Kerr: Continuing on the data side—one nerd with another nerd, possibly, on this podcast—you could think about not only assessing where a company is in an absolute sense, but also where should they be? And also, what are the things, the root causes, that are getting in the way? How do you guys go into that diagnostics? And how much do you need in order to be able to start identifying the gaps of where a company really should be aspiring to be, and what are the steps that would help them approach that?

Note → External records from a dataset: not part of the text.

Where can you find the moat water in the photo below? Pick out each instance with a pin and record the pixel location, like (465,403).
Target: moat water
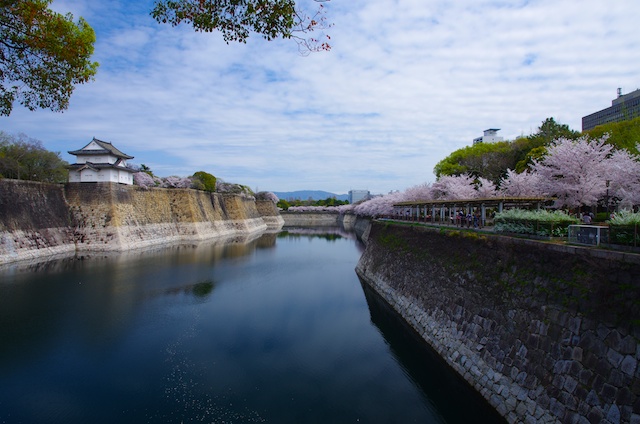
(274,330)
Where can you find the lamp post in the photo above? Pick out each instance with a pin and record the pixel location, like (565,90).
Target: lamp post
(607,199)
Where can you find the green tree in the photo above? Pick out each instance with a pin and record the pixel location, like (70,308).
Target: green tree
(24,158)
(204,181)
(487,160)
(492,160)
(43,55)
(237,19)
(147,170)
(622,135)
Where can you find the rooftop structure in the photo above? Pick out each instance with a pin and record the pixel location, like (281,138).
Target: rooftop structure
(100,161)
(623,108)
(489,135)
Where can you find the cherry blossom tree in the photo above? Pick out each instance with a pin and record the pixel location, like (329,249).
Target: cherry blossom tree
(574,171)
(525,184)
(485,188)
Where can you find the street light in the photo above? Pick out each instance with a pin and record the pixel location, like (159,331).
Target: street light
(608,199)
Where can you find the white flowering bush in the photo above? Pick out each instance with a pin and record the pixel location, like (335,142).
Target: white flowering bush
(176,182)
(624,228)
(145,180)
(538,222)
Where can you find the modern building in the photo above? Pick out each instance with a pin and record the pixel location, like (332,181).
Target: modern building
(100,161)
(489,135)
(623,108)
(358,195)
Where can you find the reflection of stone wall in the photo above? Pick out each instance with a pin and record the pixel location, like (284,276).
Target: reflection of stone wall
(311,219)
(546,333)
(42,219)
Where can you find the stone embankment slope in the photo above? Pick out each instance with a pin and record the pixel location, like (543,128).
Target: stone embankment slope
(44,219)
(545,332)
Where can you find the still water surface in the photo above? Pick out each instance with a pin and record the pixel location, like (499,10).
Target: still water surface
(275,330)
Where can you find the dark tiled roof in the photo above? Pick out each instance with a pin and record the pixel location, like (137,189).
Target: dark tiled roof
(108,148)
(98,166)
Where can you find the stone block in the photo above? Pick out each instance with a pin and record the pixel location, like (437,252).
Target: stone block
(570,384)
(608,393)
(614,358)
(629,365)
(613,414)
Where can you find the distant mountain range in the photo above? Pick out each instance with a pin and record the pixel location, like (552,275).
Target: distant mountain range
(307,194)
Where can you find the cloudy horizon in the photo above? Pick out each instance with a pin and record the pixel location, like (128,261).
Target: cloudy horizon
(406,83)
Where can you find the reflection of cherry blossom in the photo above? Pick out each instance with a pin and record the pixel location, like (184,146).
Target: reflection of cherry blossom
(454,187)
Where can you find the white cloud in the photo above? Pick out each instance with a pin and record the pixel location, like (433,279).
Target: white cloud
(406,83)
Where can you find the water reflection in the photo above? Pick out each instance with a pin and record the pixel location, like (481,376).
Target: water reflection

Black: The question about how do you combine the various pieces of information we might have to serve up recommendations to leaders is one we wrestle with a lot, because on the one hand, we might want to be highly prescriptive and use a lot of data; on the other hand, doing so assumes that we understand the impact of each of those pieces of data and the outcome each leader is trying to achieve. And that’s a pretty big assumption. And so what we try to do is use things we know are important—and you mentioned a lot of them. And those are a lot of the things that go into the formulas that serve up recommendations for managers. For example, if I’m looking at an employee engagement survey, and I’m a manager, my team has just given me feedback, the system’s going to look at, for my team, which of the pieces of feedback, which of the items that we measure, has the strongest impact on the outcome. Usually it’s some overall measure of employee engagement. Which of them is highest and lowest compared to some sort of benchmark?—whether it’s the company average, which is actually the best benchmark, it’s the most fair to everyone—or an external benchmark—How are things comparing over time? And you want to add all that up in a fancy equation and spit out a recommendation of both things we want to maintain and things we might want to work on. But we don’t go so far as to say, “This is the one thing, and it’s definitely this.” We say, “The data suggests it’s probably one of these three things.” And we give leaders a dashboard and basically a PowerPoint export that they can take to their teams and have that conversation. “The data suggests it’s one of these three things. What do you guys think? In your feedback, you said this; what did you mean by that?” And we give them those questions to ask so that it becomes not just a data-driven process but a data-informed habit-change process that involves the team.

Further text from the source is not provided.